In MeasureTheory we'll have all of this built in. Currently we don't have any custom AD, but the implementations are also much simpler, so AD should have an easier time of it. We'll be adding more optimized methods as we go.

3. I attempted a different variation of the model as following. Since the `Distributions.jl` package does not have a definition for the [`Product` of a multivariate](https://github.com/JuliaStats/Distributions.jl/blob/59df675409a7e2490e4a45edd32c0267df435c55/src/multivariate/product.jl), I implemented a basic version to get the work done:
   ```julia
   struct Product{
          S<:Distributions.ValueSupport,
          T<:Distributions.MultivariateDistribution{S},
          V<:AbstractVector{T},
          } <: Distributions.MultivariateDistribution{S}
       v::V
       function Product(v::V) where
          V<:AbstractVector{T} where
          T<:Distributions.MultivariateDistribution{S} where
          S<:Distributions.ValueSupport
          return new{S, T, V}(v)
       end
   end

   Base.length(d::Product) = length(d.v)
   function Base.eltype(::Type{<:Product{S, T}}) where {S<:Distributions.ValueSupport, T<:Distributions.MultivariateDistribution{S}}
       return eltype(T)
   end

   function _rand!(rng::Distributions.AbstractRNG, d::Product, x::AbstractVector)
       broadcast!(dn->rand(rng, dn), x, d.v)
   end

   function _logpdf(d::Product, x::AbstractVector)
       sum(n -> logpdf(d.v[n], x[n]), 1:length(d))
   end

   function Distributions.rand(rng::Distributions.AbstractRNG, s::Product)
       _rand!(rng, s, Vector{Vector{eltype(s)}}(undef, length(s)))
   end
   ```

   I then redifined the model as following:
   ```julia
   components = mappedarray(μ) do μk begin (Fill(μk, 2), 1.) end end
   mixture = Dists.MixtureModel(Dists.MvNormal, components, w)
   x ~ Product(fill(mixture, N))
   ```

   Unfortunately, I still have problems with running the chain.
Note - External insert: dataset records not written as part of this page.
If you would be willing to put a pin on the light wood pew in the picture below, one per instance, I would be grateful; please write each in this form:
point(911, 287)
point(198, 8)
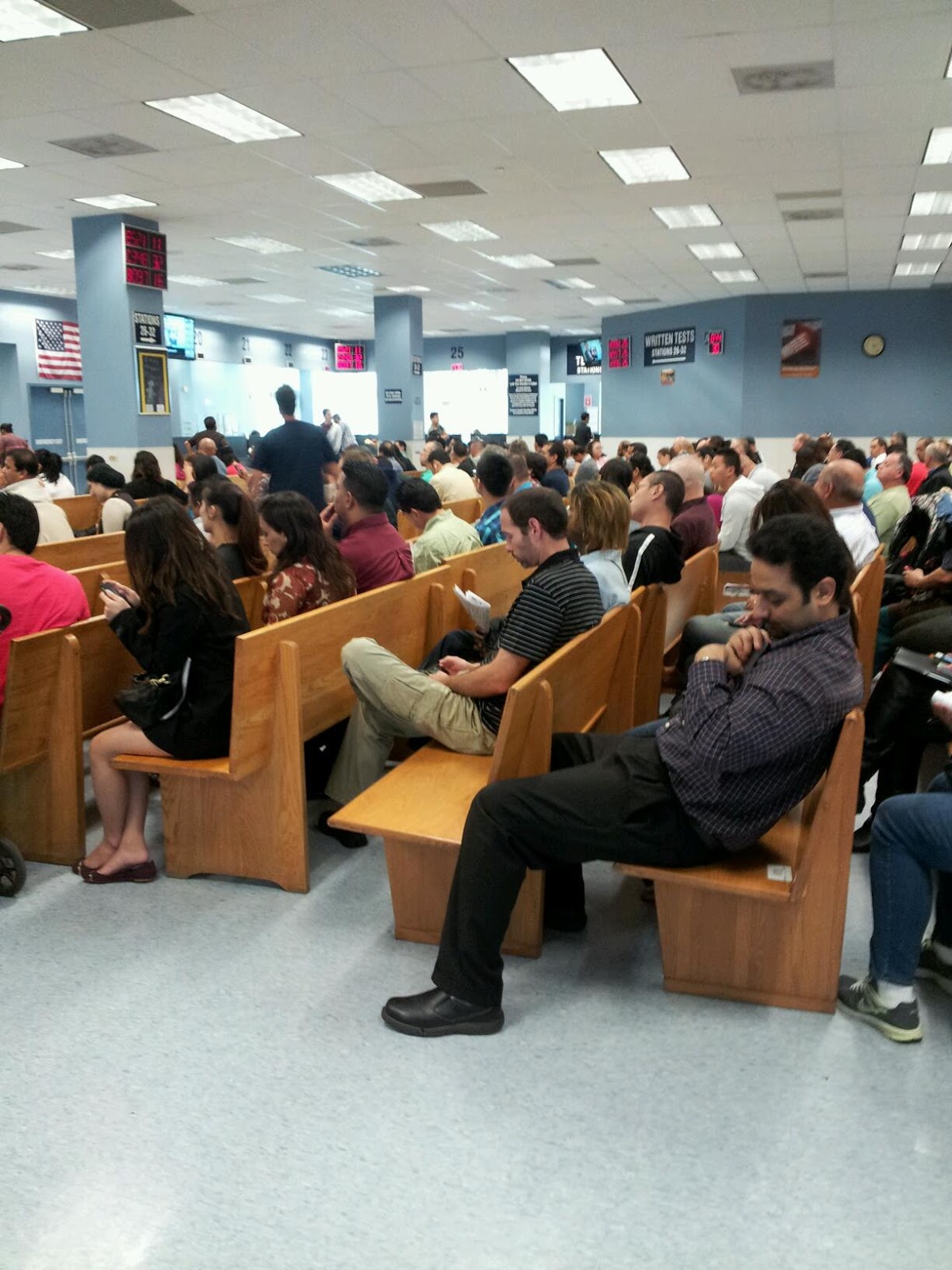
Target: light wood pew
point(422, 831)
point(734, 930)
point(80, 552)
point(82, 511)
point(41, 749)
point(244, 814)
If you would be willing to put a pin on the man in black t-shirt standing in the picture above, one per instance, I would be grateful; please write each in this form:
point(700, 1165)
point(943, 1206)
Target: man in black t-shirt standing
point(296, 455)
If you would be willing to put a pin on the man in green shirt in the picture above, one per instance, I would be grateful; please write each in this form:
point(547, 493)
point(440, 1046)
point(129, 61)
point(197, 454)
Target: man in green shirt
point(442, 533)
point(892, 503)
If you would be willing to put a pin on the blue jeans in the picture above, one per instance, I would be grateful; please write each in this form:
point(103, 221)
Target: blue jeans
point(912, 836)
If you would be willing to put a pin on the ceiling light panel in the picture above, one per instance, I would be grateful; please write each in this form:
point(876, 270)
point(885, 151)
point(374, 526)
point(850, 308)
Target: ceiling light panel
point(643, 167)
point(370, 187)
point(25, 19)
point(461, 232)
point(583, 80)
point(263, 245)
point(715, 251)
point(225, 117)
point(114, 202)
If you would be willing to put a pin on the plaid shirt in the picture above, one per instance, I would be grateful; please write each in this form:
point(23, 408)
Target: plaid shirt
point(744, 751)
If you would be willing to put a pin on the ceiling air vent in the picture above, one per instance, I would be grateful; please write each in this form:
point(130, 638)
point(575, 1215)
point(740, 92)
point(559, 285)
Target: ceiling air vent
point(784, 79)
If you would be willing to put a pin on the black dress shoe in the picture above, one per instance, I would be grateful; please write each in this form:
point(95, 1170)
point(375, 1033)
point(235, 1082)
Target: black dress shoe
point(437, 1014)
point(346, 837)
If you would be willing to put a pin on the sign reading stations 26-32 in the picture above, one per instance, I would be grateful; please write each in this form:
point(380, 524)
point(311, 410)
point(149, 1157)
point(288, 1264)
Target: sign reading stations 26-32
point(663, 347)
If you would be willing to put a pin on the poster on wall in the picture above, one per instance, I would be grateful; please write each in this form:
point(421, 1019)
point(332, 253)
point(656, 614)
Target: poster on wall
point(800, 348)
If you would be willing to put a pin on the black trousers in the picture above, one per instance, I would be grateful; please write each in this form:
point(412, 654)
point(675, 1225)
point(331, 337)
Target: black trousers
point(607, 798)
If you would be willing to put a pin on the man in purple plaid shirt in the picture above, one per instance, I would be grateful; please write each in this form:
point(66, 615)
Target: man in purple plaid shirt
point(757, 729)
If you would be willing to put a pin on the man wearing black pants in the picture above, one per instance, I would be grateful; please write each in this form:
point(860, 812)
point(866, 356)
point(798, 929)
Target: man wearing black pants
point(758, 727)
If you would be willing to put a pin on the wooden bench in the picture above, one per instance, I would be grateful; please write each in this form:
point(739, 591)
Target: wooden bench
point(245, 814)
point(767, 925)
point(422, 831)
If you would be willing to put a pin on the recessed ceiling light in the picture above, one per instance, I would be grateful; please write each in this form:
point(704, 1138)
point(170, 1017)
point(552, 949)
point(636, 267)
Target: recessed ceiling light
point(933, 202)
point(116, 202)
point(939, 148)
point(25, 19)
point(520, 262)
point(734, 275)
point(641, 167)
point(263, 245)
point(461, 232)
point(194, 279)
point(917, 270)
point(371, 187)
point(582, 80)
point(224, 116)
point(926, 243)
point(715, 251)
point(687, 217)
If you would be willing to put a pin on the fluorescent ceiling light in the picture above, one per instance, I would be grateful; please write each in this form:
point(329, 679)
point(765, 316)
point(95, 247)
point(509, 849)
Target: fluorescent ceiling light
point(917, 270)
point(25, 19)
point(933, 202)
point(939, 148)
point(584, 80)
point(263, 245)
point(687, 217)
point(371, 187)
point(461, 232)
point(520, 262)
point(116, 202)
point(641, 167)
point(715, 251)
point(734, 275)
point(926, 243)
point(224, 116)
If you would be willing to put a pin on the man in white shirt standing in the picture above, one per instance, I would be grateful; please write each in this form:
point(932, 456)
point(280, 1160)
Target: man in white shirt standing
point(841, 487)
point(740, 498)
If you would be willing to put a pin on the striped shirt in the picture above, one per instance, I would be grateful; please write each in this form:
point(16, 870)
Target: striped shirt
point(558, 602)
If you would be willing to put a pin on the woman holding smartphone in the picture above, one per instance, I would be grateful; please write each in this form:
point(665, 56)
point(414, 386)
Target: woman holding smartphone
point(179, 618)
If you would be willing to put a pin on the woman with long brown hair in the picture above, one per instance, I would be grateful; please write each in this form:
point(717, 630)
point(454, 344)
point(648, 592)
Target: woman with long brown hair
point(179, 619)
point(230, 521)
point(310, 571)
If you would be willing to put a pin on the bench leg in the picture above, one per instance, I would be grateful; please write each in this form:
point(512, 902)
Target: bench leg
point(420, 876)
point(743, 949)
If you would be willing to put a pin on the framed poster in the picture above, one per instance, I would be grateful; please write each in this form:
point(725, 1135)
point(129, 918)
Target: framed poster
point(152, 383)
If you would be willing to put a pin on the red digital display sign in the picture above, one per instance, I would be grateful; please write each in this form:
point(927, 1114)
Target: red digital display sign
point(620, 353)
point(349, 357)
point(146, 258)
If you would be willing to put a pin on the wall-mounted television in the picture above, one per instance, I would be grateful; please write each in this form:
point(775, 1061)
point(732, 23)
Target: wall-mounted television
point(181, 337)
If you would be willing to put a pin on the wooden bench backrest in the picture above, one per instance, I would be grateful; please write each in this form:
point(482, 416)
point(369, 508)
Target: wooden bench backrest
point(406, 618)
point(693, 595)
point(80, 552)
point(82, 511)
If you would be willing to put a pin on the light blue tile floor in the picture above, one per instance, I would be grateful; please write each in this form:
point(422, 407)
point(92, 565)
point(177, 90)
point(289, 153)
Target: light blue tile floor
point(196, 1077)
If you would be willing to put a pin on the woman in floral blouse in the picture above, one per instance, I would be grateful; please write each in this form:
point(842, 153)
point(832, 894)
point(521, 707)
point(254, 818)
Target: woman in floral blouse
point(310, 571)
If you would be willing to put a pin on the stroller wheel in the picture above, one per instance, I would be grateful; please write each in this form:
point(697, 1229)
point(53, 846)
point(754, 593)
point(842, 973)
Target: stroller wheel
point(13, 872)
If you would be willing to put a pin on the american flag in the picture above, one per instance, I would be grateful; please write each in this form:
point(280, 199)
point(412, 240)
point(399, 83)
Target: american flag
point(57, 351)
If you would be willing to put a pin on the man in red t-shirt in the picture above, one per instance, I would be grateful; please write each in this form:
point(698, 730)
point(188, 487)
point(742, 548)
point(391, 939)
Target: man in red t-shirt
point(37, 596)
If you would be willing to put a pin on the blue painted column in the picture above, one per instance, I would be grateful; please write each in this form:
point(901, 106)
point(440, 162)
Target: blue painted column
point(527, 360)
point(106, 304)
point(397, 359)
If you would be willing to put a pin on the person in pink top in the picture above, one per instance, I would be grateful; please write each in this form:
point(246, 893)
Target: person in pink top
point(36, 596)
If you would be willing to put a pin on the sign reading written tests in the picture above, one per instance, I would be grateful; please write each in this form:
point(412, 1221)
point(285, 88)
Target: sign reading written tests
point(663, 347)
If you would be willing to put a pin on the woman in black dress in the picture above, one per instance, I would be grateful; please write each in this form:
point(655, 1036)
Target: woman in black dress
point(181, 609)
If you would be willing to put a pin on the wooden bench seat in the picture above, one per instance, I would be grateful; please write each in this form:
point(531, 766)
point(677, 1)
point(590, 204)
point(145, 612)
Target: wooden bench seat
point(733, 930)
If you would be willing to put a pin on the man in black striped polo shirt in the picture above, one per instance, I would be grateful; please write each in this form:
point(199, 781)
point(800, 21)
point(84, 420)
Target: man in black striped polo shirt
point(461, 704)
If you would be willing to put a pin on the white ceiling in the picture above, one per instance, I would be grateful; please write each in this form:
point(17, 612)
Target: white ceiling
point(423, 93)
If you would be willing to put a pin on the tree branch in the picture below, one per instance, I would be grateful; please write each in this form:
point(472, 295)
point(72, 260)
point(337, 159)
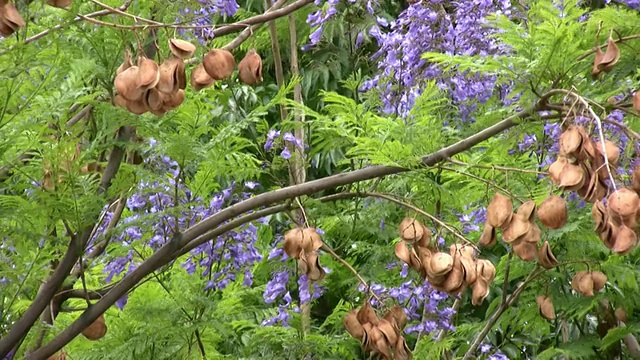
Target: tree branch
point(191, 238)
It complains the method `_logpdf` is not implemented even though I did implement it.

Thanks for letting me know about this, I'll have a look and see if I can work it out.

In general, I think there are a lot of fundamental problems with Distributions, especially when it comes to PPL. Making this better is a lot of the motivation behind MeasureTheory. It's not yet a full workaround, but most of my energy this year has been directed toward this.
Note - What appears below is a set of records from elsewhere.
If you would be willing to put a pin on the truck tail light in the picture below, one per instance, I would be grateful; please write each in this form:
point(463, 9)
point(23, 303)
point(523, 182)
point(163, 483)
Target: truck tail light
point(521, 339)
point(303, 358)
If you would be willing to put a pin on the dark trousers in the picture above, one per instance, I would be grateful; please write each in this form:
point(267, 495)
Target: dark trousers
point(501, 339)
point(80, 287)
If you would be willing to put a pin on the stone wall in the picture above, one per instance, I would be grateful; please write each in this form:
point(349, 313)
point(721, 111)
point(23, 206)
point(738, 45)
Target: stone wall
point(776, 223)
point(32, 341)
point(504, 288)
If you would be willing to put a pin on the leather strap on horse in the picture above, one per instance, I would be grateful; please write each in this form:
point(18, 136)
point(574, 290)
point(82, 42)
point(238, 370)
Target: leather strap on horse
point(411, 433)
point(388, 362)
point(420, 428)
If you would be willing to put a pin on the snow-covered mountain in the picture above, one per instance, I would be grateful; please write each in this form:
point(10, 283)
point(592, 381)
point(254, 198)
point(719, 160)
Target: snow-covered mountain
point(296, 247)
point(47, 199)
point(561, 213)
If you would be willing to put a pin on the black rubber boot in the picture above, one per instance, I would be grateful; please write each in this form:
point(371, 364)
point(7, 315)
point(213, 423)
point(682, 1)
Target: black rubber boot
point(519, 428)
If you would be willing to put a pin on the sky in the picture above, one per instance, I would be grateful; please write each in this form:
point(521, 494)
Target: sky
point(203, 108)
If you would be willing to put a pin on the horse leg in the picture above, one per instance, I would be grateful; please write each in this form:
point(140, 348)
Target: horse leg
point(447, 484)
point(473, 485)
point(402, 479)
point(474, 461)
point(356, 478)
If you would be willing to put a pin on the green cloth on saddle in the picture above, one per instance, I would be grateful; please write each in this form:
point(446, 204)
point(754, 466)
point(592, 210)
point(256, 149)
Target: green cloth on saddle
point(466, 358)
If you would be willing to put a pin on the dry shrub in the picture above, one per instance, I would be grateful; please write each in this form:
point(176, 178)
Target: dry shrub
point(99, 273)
4. I could not use the function `sample`.  Issue [sample(...) does not work #293](https://github.com/cscherrer/Soss.jl/issues/293) was raised with a similar problem.

Thanks for letting me know about this. When error are you getting? I'll need to be able to reproduce the problem before I can make progress on it.

5. I am not quite sure what you meant by:
   > This is discrete, so there's no way to set up a bijection to the reals. This is not Soss-specific, you'd have the same issue in Turing or Stan with HMC.

Hamiltonian Monte Carlo (HMC) was popularized by the Stan language. It's a great way to do inference, but it only works when the sample space is unconstrained Euclidean space.

The standard way to work around this is to marginalize of the discrete parameters, and set up a bijection between the sample space and ℝⁿ.

Do you have plans to add additional examples to the docs sometime soon? I know the project is developing quite fast at the moment. Please do let me know if there is a need for help. I am currently learning about these models and it would be good practice to write a few examples.

This would be great!! Yes, we definitely need documentation, examples, tutorials, etc. The only limitation here is that I'm stretched in a few different directions, so it's hard to get everything done at once.

gzagatti commented 3 years ago

Thanks for the help again.

I have been studying the topic in more details and I developed a better understanding for transform. The TransformVariables.jl seems to be similar to Bijectors.jl.

I have created a gist with the Gaussian mixture example using different options that I have played around. The gist is a Pluto notebook so you should be able to replicate with the exact environment I am using. The version that is not commented out runs without any issues except for the last command that calls sample. It complains that this function is not defined.

As I get more familiar with PPLs, I will try to write some examples, add them to the documentation and open a PR with them.